1. Le dispositif d’aide humaine comme une menace pour soi

Dans ce type, les personnes perçoivent différemment l’aide qui leur est apportée selon qu’elle

est assurée par des membres de l’entourage familial ou par des professionnels. Dans le

premier cas, à l’image de ce que l’on a décrit chez Etienne Canet, le handicap est une expérience qui implique l’entourage. L’expérience du corps n’appartient plus exclusivement

à la personne mais associe la famille. Elle devient une expérience communément partagée,

comme c’est le cas pour monsieur Darant et son épouse :

A 60 ans, monsieur Darant, ancien cadre d’une grande entreprise, est en invalidité

depuis 5 ans suite à l’évolution de sa maladie. Il a rencontré sa compagne peu de temps avant qu’une sclérose en plaque ne soit diagnostiquée. Il vit en couple avec celle-ci depuis une quinzaine d’année. L'organisation en aide humaine est toute entière articulée autour du rôle joué par son épouse, qu’il désigne comme son aidante principale. De même, le discours de monsieur Darant sur le handicap, la maladie et l'expérience qu'il en a, englobe en permanence sa femme. Le handicap ne le concerne pas lui individuellement mais son couple. Ainsi l'intervention de services extérieurs fut justifiée non par l'évolution de ses besoins mais par rapport à son épouse : « pour qu'elle ne se fatigue pas trop », « il nous fallait de l'aide ». Le recours au lève-personne, vivement rejeté par monsieur Darant n’est finalement accepté qu’à condition qu’il apparaisse non comme la conséquence de l'aggravation de sa maladie,

mais comme d'une défaillance de son épouse : « il fallait qu'on trouve une autre solution pour....pour aider Nadine parce qu'elle ne s'en sortait pas au niveau des douches et de l'habillage le matin, c'était trop dur pour elle». Au même titre, le suivi médical dans une clinique spécialisée concerne tout autant l'épouse que monsieur Darant lui- même. Celle-ci a ainsi été « formée » par les professionnels du service pour faire les manipulations, placer la sonde urinaire, réaliser les sondages...Cette expérience commune se retrouve jusque dans la manière de s'exprimer de monsieur Darant et sa compagne, employant constamment le « on » et le « nous » et se complétant mutuellement, phrase après phrase, dans l'évocation de leur quotidien avec la maladie. Toujours du même avis, ils parlent d'une seule voix : pour eux la sclérose en plaque, ou encore le choix des aides techniques comme le fauteuil, est avant tout une affaire de couple.
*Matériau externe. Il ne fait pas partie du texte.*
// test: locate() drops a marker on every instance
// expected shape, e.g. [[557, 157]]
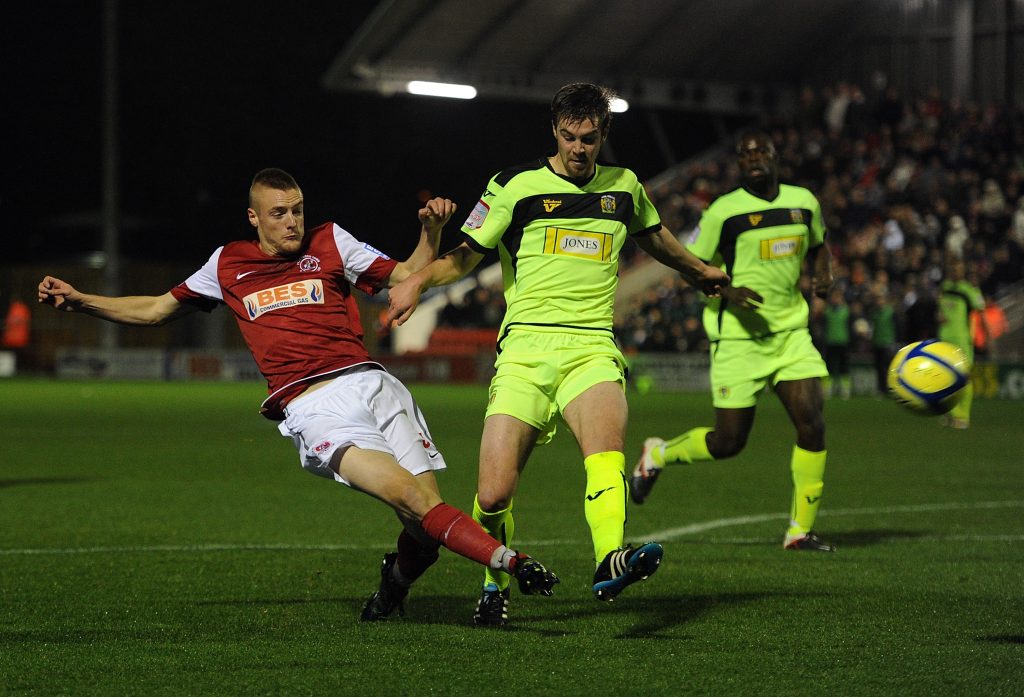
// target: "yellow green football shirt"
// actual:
[[558, 241], [761, 245]]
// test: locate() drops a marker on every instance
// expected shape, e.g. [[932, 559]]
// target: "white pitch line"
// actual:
[[694, 528], [660, 535]]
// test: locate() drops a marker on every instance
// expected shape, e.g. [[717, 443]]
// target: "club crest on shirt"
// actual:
[[300, 293], [477, 215]]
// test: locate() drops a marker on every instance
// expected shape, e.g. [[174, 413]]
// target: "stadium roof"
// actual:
[[726, 55]]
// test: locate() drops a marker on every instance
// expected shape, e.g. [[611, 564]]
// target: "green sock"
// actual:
[[808, 480], [963, 408], [501, 526], [605, 502], [689, 447]]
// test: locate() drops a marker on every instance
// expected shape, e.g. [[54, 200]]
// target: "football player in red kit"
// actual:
[[291, 292]]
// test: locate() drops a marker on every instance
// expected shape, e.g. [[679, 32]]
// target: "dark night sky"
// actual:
[[211, 92]]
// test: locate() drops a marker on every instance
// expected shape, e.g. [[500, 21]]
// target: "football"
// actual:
[[929, 377]]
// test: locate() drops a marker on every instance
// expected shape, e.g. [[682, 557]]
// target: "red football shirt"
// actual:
[[297, 314]]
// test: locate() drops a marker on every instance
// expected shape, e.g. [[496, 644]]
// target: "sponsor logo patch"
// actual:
[[371, 248], [308, 263], [781, 248], [596, 246], [477, 215], [300, 293]]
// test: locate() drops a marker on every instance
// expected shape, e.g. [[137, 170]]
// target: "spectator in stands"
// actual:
[[17, 331], [960, 298], [882, 316], [837, 344]]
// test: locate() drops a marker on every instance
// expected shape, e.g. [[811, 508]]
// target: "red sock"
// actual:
[[459, 532], [414, 558]]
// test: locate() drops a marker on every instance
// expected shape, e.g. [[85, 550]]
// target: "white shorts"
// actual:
[[366, 407]]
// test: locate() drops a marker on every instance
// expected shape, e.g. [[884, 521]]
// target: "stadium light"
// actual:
[[441, 89]]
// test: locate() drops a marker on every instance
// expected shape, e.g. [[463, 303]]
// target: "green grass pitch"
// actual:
[[162, 539]]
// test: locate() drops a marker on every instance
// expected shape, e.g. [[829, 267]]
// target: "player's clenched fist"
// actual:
[[436, 212], [57, 293]]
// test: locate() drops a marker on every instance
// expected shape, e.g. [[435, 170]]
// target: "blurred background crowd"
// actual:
[[904, 186]]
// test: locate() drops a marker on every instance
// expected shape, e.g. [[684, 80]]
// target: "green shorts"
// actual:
[[740, 368], [540, 372]]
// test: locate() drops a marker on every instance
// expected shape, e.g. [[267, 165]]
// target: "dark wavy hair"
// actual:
[[582, 100]]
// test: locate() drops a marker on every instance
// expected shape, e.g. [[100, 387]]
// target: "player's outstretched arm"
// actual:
[[151, 310], [450, 267], [433, 216], [664, 247]]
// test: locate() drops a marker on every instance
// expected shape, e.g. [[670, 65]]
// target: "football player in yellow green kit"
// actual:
[[956, 299], [558, 223], [761, 234]]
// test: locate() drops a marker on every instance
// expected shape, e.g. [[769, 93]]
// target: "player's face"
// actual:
[[276, 215], [758, 163], [579, 144]]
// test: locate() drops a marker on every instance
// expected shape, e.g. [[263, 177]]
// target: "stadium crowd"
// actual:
[[904, 184]]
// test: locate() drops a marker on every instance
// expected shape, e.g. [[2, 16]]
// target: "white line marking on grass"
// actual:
[[669, 533], [695, 528]]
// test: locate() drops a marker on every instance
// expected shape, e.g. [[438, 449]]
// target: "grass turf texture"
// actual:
[[162, 539]]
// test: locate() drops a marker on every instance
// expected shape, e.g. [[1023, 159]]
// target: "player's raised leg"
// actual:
[[597, 418]]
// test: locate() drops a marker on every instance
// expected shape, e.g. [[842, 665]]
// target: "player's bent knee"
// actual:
[[720, 448], [492, 504]]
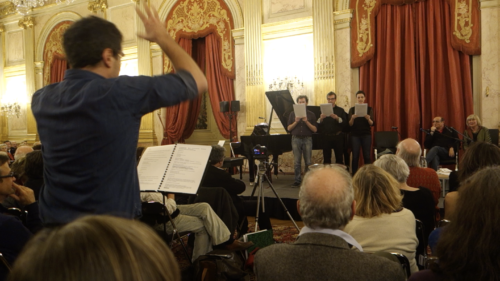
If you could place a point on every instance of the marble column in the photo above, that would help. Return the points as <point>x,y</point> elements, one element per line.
<point>324,49</point>
<point>489,96</point>
<point>254,89</point>
<point>27,23</point>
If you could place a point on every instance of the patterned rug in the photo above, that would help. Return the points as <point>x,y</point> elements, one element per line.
<point>281,234</point>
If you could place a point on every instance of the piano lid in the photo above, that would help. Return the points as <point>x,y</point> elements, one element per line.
<point>283,102</point>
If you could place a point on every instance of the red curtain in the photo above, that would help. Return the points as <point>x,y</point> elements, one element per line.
<point>220,87</point>
<point>176,118</point>
<point>57,68</point>
<point>415,74</point>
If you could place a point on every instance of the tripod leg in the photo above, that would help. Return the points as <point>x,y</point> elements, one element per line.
<point>259,180</point>
<point>282,204</point>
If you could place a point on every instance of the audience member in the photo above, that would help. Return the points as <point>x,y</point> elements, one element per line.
<point>469,246</point>
<point>323,251</point>
<point>22,151</point>
<point>13,234</point>
<point>410,151</point>
<point>381,223</point>
<point>97,248</point>
<point>89,122</point>
<point>215,176</point>
<point>199,218</point>
<point>476,157</point>
<point>440,141</point>
<point>418,200</point>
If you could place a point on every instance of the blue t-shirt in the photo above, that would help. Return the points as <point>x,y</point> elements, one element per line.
<point>89,128</point>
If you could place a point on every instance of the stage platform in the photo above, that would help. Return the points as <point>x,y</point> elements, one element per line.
<point>283,186</point>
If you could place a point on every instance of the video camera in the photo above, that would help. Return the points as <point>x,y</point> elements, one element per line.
<point>260,152</point>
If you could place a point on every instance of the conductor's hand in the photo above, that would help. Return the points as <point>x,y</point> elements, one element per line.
<point>155,28</point>
<point>23,194</point>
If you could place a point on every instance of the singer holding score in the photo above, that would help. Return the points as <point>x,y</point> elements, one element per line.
<point>301,129</point>
<point>361,133</point>
<point>440,141</point>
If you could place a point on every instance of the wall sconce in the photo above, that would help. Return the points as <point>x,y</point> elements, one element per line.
<point>10,109</point>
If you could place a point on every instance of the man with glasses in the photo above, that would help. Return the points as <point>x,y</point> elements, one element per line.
<point>332,128</point>
<point>440,142</point>
<point>13,234</point>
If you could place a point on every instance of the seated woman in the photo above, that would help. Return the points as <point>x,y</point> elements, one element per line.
<point>199,218</point>
<point>479,155</point>
<point>418,200</point>
<point>381,223</point>
<point>98,248</point>
<point>469,246</point>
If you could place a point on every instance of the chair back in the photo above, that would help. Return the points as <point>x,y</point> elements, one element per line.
<point>494,136</point>
<point>405,263</point>
<point>422,243</point>
<point>386,141</point>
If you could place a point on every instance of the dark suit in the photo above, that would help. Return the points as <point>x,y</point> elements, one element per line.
<point>215,177</point>
<point>319,256</point>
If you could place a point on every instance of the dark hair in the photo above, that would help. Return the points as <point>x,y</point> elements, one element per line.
<point>85,40</point>
<point>360,92</point>
<point>303,97</point>
<point>331,94</point>
<point>477,156</point>
<point>468,246</point>
<point>99,248</point>
<point>33,168</point>
<point>217,154</point>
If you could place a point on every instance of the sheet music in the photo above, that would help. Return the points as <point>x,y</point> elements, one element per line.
<point>326,109</point>
<point>361,109</point>
<point>300,110</point>
<point>152,166</point>
<point>186,168</point>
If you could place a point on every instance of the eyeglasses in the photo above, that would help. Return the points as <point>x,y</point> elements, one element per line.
<point>10,175</point>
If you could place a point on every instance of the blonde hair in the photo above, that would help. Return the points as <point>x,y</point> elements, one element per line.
<point>98,248</point>
<point>473,116</point>
<point>376,192</point>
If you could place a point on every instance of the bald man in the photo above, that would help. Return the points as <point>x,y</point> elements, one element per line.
<point>323,251</point>
<point>22,151</point>
<point>410,150</point>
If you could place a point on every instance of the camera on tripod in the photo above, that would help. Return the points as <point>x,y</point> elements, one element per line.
<point>260,152</point>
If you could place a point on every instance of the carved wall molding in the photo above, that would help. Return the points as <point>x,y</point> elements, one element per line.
<point>97,6</point>
<point>198,18</point>
<point>26,22</point>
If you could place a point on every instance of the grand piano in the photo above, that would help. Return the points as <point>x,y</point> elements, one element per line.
<point>276,144</point>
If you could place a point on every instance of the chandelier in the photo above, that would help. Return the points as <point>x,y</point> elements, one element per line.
<point>11,109</point>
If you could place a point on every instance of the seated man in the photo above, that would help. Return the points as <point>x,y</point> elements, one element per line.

A l’inverse, les interactions avec les professionnels sont globalement marquées par la volonté de la part des personnes en situation de handicap de conserver une importante distance

personnelle. Malgré des contacts quotidiens pouvant s’inscrire sur de nombreuses années, les

relations demeurent dans un cadre strictement professionnel. Peu d’informations sont partagées de part et d’autres. Une certaine forme de méfiance caractérise même le regard

porté par les personnes sur les aides humaines les entourant. Les relations avec ces dernières, même si elles peuvent être cordiales, sont perçues comme potentiellement dangereuses : le risque étant pour les personnes de voir leur vie privée malmenée par cette présence même des professionnels à leur domicile.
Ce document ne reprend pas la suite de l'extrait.